Plural news and views on Sudan

Ignored genocide

Editorial, By The Daily Illini

Feb 17, 2005 — More than 70,000 people are dead, and more than two million people have fled their homes. Hundreds of thousands have died due to starvation and disease. No, this isn’t referring to the recent tsunami in the Indian Ocean – this is about the genocide in Darfur, Sudan.

In February 2003, two non-Arab rebel groups in southern Sudan – the Sudan Liberation Army and the Justice and Equality Movement – took up arms for a greater share of resources and power. In response, the Sudanese government sponsored a counterinsurgency campaign in which a mostly Arab militia known as the Janjaweed has committed wide-scale abuses against people it says are allied to the rebels.

While the uprising started two years ago, the north and the south of Sudan have been engaged in a bitter civil war for the last 21 years – a conflict that has been virtually ignored by the Western media.

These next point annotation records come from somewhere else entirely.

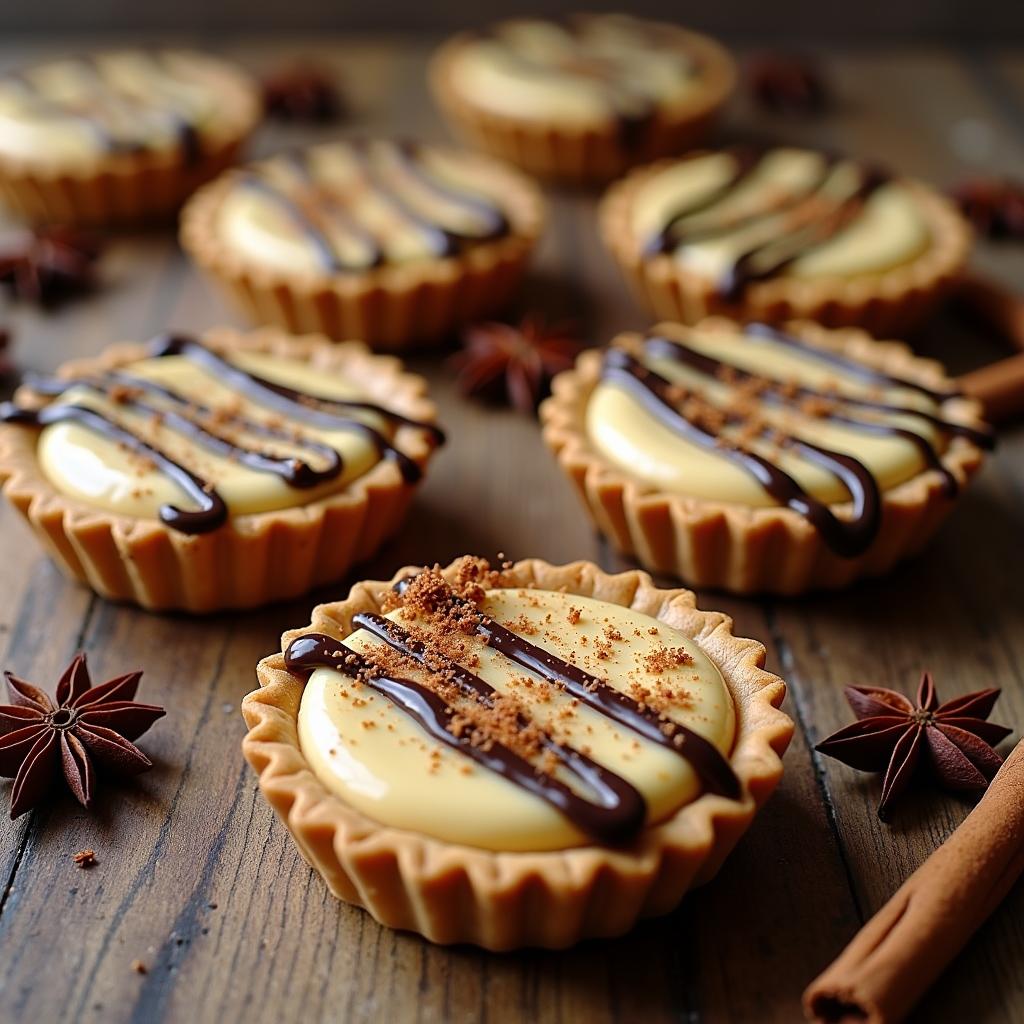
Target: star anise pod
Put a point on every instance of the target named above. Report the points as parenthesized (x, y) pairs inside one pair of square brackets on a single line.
[(513, 363), (895, 735), (994, 206), (787, 84), (85, 723), (303, 93), (49, 264)]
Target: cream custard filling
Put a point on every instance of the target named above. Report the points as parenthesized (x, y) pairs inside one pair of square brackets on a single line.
[(712, 211), (633, 438), (372, 755), (88, 108), (102, 472), (608, 67), (342, 207)]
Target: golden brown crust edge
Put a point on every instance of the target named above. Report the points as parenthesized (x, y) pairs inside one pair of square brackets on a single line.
[(391, 307), (737, 548), (452, 893), (587, 156), (254, 559), (889, 304), (127, 188)]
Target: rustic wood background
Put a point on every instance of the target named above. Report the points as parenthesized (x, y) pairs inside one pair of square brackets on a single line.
[(197, 879)]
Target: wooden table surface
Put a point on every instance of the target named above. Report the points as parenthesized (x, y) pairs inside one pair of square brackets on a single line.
[(198, 880)]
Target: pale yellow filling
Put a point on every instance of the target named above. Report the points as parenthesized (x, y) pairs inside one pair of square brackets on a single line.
[(631, 436), (888, 231), (71, 110), (97, 470), (347, 208), (371, 754), (536, 70)]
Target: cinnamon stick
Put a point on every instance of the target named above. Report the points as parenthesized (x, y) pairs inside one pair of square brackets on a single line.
[(905, 946), (999, 386)]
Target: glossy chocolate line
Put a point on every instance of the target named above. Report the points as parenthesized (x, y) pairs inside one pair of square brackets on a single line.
[(441, 241), (747, 160), (798, 241), (326, 252), (118, 387), (188, 140), (795, 241), (614, 823), (853, 367), (306, 408), (497, 223), (698, 360), (712, 768), (619, 801), (846, 538), (212, 511), (777, 393)]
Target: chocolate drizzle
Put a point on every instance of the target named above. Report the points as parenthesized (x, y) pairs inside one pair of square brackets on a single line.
[(98, 95), (123, 388), (317, 411), (668, 402), (608, 808), (196, 422), (633, 109), (390, 171), (614, 816), (807, 220), (211, 511), (713, 769)]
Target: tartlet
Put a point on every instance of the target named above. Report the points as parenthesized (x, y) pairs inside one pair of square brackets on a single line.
[(393, 243), (780, 233), (119, 137), (758, 460), (218, 473), (586, 98), (486, 835)]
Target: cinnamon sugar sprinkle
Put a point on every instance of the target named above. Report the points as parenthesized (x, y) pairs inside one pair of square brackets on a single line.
[(442, 614)]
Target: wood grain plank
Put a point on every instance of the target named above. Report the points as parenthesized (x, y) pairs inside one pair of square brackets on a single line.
[(956, 609), (198, 880)]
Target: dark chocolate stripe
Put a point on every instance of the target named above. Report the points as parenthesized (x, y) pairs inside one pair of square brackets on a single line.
[(441, 240), (712, 768), (758, 264), (212, 511), (777, 393), (118, 386), (326, 252), (619, 809), (673, 348), (846, 538), (853, 367), (792, 242), (611, 823), (105, 92), (329, 414), (667, 238)]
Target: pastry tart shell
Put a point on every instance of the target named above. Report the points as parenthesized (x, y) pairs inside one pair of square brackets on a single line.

Other nations have stopped short of terming it as genocide. However, the United States, recognizing the massacre for what it is and trying to avoid another Rwanda, submitted an eight-page resolution to the United Nations Security Council on Tuesday. The resolution proposed a 10,000-strong U.N. peacekeeping force as well as oil sanctions to help enforce a peace accord signed in Darfur on Jan 9.

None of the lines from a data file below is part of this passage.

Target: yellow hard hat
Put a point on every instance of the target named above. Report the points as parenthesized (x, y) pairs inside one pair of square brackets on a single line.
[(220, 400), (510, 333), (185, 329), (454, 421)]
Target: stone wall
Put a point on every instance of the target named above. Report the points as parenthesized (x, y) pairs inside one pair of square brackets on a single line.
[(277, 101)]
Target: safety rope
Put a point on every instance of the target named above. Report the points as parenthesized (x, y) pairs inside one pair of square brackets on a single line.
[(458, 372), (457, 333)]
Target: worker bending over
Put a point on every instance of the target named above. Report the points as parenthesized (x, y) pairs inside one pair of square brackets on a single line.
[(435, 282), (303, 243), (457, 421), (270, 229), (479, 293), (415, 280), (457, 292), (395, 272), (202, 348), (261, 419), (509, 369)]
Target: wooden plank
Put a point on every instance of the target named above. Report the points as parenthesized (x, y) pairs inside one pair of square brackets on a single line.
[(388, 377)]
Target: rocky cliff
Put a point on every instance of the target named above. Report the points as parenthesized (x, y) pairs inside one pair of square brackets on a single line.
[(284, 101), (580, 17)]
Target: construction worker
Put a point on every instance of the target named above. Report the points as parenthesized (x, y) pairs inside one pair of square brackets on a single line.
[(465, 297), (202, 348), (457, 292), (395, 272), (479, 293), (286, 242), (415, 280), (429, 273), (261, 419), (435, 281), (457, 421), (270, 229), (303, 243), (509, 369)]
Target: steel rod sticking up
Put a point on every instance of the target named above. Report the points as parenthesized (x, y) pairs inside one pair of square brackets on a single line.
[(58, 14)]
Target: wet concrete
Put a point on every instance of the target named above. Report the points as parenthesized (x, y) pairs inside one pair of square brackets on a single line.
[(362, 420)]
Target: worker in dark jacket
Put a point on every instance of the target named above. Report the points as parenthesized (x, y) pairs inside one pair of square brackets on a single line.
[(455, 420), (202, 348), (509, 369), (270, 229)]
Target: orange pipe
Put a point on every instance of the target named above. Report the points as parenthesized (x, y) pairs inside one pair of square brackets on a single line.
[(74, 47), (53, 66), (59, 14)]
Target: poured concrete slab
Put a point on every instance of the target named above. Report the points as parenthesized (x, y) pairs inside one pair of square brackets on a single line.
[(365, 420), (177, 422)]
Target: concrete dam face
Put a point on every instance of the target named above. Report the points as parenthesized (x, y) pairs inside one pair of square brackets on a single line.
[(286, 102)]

While there is already a sizeable African Union peacekeeping force in Darfur, the United States believes that “even if the entirety of the African Union force were deployed to Darfur, it wouldn’t be enough” and thus seeks to bolster the AU force with more than 10,000 U.N. troops.

The Bush administration should be applauded for this new proposal. While China and Russia may oppose sanctions, due to hesistancy over qualifying the scale of the conflict, even the U.N. Secretary General, Kofi Annan, has stated that the government has allowed “atrocious crimes on a massive scale” to go unpunished.

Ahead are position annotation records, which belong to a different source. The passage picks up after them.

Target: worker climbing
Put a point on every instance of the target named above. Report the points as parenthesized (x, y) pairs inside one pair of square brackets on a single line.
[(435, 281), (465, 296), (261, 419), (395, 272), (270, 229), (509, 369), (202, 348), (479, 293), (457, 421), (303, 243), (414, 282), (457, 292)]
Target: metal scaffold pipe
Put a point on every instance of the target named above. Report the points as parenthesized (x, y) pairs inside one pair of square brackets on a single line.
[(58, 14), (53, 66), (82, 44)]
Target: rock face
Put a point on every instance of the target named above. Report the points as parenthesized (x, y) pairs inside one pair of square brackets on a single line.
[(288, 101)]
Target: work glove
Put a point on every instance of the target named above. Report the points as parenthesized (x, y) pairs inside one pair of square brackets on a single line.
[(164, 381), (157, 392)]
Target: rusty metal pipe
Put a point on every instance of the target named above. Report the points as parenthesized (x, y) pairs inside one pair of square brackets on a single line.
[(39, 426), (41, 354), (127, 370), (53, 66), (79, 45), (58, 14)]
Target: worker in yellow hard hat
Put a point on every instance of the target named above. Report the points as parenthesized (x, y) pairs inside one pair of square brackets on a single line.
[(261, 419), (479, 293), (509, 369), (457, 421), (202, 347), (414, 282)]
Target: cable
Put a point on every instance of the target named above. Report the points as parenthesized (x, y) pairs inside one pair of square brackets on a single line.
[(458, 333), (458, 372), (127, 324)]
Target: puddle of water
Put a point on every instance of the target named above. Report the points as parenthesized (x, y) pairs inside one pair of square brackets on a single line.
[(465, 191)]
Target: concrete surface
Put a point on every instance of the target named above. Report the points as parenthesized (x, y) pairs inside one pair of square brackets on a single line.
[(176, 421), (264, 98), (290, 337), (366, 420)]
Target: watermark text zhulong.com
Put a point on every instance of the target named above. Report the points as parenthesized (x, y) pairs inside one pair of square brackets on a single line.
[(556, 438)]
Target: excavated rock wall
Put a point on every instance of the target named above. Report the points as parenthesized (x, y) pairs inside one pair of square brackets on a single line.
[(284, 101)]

Frankly speaking, the British government, which has been trying to link economic and financial rewards to restoring peace in Darfur, has dropped the ball and the United States is absolutely timely in its suggestions for enforcing the peace.

The opposition to the U.S. proposal, however, can be broken down into two reasons. First, the proposal suggests that the United Nations set up an “internationally accepted means” to try the criminals of war crimes in Darfur. Nine out of 15 Security Council members prefer the new International Criminal Court in the Hague. Washington rejects the court because the Bush government feels the use of the court will lead to frivolous cases against American troops abroad – and opposes the trial of any American outside of its own courts.

Second, the proposal could set a precedent that Russia and China, with accusations of human rights violations against them in Chechyna and Tibet respectively, could find particularly dangerous. The proposed sanctions and tribunal could thus turn next to their alleged violations, in a slippery-slope argument, and they are expected to veto the proposal.

This should not, however, stop the United States from coming to an agreement with the rest of the Security Council on the issue of Darfur. The Sudanese genocide has been ignored for long enough, and this shaky peace agreement should be propped up with all the force that is needed. The United Nations Security Council should stop quibbling over words and forge ahead with this resolution – if only to protect those of the Sudanese population that have survived.